Recursive

It was recently brought to my attention that the little RSS-to-Pocket application I re-wrote earlier this year (Empocketer) has not, in fact, been working. As I looked at the error log and the code, it was a mystery to me how I ever thought it would work. But it did take a day to sort out what exactly the problem was (turns out there were three different bugs).

The first bug manifested in the error logs. I'd rather naively deliberately created a recursive loop with a timer, to check the RSS feeds periodically for updates. The error log informed me that I had consequently created a "stack overflow", though initially I didn't understand why this was happening. Like most people who write software and don't know how to fix a bug, the first thing I did was use a search engine to try to work out what might be causing it. But here I ran into an unexpected dilemma. A typical workflow is to search using the error message and perhaps some keywords to give context, and then click through to the most relevant looking result, almost always being a page on the programming question and answer site Stack Overflow. Searching for python stack overflow is semantically identical to searching for python Stack Overflow - not particularly useful in my case.

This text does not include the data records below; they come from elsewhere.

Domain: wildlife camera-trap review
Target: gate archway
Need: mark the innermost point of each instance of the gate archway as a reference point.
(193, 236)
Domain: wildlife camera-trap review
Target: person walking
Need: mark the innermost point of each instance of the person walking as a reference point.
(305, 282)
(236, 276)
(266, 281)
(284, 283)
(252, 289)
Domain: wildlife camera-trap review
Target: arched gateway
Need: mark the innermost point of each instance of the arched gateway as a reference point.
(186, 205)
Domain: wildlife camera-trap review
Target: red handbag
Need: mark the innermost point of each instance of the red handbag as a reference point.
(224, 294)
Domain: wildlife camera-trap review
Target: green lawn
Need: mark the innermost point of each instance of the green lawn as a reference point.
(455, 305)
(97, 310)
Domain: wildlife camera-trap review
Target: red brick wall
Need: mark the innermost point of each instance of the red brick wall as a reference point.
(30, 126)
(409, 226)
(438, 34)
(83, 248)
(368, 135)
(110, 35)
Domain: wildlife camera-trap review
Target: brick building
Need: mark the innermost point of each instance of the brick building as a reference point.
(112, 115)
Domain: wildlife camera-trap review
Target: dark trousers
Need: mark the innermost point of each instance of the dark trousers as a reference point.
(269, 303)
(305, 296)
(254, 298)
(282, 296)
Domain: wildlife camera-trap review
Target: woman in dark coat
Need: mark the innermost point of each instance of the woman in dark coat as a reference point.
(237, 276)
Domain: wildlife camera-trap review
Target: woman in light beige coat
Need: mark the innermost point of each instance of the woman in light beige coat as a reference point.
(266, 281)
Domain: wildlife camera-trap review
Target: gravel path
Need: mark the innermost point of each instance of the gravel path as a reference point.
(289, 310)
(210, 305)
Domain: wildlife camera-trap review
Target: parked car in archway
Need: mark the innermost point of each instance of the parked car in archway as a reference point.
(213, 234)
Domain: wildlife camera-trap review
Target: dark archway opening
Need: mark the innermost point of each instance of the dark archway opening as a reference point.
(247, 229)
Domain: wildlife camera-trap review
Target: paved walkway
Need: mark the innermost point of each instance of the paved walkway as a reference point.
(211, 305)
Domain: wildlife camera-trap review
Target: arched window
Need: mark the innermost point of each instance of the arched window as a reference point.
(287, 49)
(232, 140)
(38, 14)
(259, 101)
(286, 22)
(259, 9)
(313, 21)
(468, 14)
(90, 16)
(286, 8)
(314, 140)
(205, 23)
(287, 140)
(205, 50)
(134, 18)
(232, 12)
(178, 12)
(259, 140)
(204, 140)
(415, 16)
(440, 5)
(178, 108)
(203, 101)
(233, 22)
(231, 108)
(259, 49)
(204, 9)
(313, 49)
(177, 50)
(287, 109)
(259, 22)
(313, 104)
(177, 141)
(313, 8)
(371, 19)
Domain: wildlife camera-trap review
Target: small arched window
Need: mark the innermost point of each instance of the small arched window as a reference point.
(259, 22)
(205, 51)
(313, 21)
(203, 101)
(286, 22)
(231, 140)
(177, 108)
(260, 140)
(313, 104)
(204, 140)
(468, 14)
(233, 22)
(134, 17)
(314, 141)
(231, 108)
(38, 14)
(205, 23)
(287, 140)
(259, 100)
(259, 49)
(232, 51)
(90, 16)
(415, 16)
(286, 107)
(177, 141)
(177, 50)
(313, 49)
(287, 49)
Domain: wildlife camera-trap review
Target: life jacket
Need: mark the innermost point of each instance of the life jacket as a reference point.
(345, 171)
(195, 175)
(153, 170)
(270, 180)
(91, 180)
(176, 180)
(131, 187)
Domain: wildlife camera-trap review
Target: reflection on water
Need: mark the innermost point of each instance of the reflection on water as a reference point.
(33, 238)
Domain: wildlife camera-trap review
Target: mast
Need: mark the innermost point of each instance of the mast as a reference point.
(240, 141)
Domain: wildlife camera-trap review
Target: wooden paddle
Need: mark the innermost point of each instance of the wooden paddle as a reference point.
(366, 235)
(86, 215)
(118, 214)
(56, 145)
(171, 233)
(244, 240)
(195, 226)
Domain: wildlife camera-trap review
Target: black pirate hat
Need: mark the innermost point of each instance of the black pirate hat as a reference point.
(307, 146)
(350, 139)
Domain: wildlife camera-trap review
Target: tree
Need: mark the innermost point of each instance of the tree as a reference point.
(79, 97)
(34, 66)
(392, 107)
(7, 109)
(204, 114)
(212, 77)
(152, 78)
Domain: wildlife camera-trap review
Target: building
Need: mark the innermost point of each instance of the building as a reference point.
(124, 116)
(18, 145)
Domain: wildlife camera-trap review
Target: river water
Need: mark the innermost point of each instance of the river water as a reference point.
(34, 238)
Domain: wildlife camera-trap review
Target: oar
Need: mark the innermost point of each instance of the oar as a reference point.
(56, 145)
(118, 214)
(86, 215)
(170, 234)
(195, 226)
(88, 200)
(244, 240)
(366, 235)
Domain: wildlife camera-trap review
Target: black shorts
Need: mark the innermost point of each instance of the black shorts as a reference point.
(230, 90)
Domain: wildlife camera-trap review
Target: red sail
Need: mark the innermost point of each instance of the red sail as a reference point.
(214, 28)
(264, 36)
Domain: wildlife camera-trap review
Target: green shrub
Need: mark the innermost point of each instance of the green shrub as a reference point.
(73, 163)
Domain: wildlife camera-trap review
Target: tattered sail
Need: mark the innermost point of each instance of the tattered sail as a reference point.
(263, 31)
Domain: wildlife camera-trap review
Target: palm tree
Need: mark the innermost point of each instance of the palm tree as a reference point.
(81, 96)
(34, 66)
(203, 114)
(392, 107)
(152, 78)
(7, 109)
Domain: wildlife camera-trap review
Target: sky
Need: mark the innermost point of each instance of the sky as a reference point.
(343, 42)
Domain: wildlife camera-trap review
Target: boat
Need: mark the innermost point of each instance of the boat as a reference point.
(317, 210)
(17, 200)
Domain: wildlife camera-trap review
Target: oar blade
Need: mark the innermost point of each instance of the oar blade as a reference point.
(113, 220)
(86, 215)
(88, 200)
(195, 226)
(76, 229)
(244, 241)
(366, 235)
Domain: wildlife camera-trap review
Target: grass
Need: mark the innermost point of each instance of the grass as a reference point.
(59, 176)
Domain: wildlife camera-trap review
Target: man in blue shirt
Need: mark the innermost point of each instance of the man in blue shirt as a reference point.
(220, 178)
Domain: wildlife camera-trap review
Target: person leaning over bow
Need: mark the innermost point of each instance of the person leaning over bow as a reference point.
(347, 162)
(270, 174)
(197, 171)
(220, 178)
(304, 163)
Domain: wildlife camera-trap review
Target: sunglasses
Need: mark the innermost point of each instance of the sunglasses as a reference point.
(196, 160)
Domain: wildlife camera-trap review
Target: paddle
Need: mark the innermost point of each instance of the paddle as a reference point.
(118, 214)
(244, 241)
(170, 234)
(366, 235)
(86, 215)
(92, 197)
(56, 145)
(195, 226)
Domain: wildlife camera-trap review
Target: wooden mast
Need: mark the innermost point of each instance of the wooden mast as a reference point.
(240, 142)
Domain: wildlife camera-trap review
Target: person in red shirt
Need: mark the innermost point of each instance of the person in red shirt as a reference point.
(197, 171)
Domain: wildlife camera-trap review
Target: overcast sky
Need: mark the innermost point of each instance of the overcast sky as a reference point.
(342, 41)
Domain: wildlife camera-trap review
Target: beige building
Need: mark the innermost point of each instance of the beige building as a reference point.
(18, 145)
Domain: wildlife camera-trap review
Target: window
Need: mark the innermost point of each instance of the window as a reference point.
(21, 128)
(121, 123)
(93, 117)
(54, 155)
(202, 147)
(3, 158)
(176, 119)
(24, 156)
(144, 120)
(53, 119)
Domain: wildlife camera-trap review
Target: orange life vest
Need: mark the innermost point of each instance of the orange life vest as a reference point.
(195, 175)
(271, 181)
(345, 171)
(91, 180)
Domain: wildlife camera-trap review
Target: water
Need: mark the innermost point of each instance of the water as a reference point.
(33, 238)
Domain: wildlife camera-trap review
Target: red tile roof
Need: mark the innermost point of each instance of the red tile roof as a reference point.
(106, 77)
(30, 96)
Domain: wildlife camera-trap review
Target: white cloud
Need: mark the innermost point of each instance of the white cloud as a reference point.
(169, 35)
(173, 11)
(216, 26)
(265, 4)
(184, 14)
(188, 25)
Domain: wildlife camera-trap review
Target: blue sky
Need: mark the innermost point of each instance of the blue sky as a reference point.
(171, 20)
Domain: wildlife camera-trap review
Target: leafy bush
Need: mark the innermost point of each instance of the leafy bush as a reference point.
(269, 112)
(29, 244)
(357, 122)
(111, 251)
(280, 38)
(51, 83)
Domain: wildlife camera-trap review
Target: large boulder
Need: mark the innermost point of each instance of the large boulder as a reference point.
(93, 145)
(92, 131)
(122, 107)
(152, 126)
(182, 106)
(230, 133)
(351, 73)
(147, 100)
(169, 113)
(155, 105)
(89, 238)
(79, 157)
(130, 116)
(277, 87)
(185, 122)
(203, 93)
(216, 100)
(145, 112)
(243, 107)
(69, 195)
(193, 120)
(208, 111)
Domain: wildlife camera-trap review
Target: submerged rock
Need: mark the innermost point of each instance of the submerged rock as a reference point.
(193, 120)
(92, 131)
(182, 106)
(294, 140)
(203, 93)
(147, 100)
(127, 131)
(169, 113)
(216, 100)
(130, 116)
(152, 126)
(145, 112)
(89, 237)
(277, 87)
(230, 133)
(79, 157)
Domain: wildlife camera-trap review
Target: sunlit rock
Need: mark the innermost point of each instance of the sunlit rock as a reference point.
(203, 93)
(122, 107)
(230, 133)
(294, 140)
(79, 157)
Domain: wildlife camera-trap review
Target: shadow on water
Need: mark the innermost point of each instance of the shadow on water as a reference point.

Naturally my mind turned to what search operators I might be able to use to clarify what I was looking for, but this turns out to be not quite as simple as you might initially think. I could try

python stack overflow -site:stackoverflow.com

but this would simply mean that none of the results would be from Stack Overflow, which in a way was the opposite of what I wanted. Alternatively,

python stack overflow site:stackoverflow.com

would only return results from Stack Overflow (equivalent to simply using the site's own search tool). This is not particularly useful, because nearly all those results are referring to Stack Overflow the site, rather than stack overflow the computing term.

Essentially what I needed in this situation was a way to distinguish between a phrase and a proper noun. My colleagues who teach university students complex search techniques probably have a way to do this, but I'm not aware of any simple ways to get standard web search engines to do it. Neither Duck Duck Go nor Google seem to distinguish between capitalised and non-capitalised terms (which would help a bit but not totally solve the problem). Off the top of my head the ultimate, if unrealistic, solution would probably be some kind of linked open data allowing disambiguation. Something like:

python AND term:https://www.wikidata.org/wiki/Q13218767

But of course, that would only work if the search engine itself is able to disambiguate the terms within page text in a largely error-free way. This was hard enough in a paper based world where librarians and other trained information professionals read thousands of texts every year to determine their key subjects. In a computerised world where search engine crawlers read billions of texts every day, even the smartest machine learning algorithm is going to struggle to parse the differing meanings of identical phrases — let alone deal with the fact language constantly evolves new meanings. Google has attempted to force web publishers to feed it unambiguous metadata in a standard format, but this is basically an impossible task. Jane Bloggs isn't going to fiddle around with references to Wikidata entities when she publishes a blog post about admiring a South African Springbok. So you might see it in your search for the rugby team, or the antelope, or perhaps even the town.

Most of the time we don't notice this type of weakness in keyword searching of "whole texts", because the advantages compared to relying solely on a more limited but controlled set of metadata are usually pretty strong. But there will always be cases like this where the context of both the desired and non-desired meaning of a search term is so similar that a simple keyword string can't easily be used to filter the results usefully.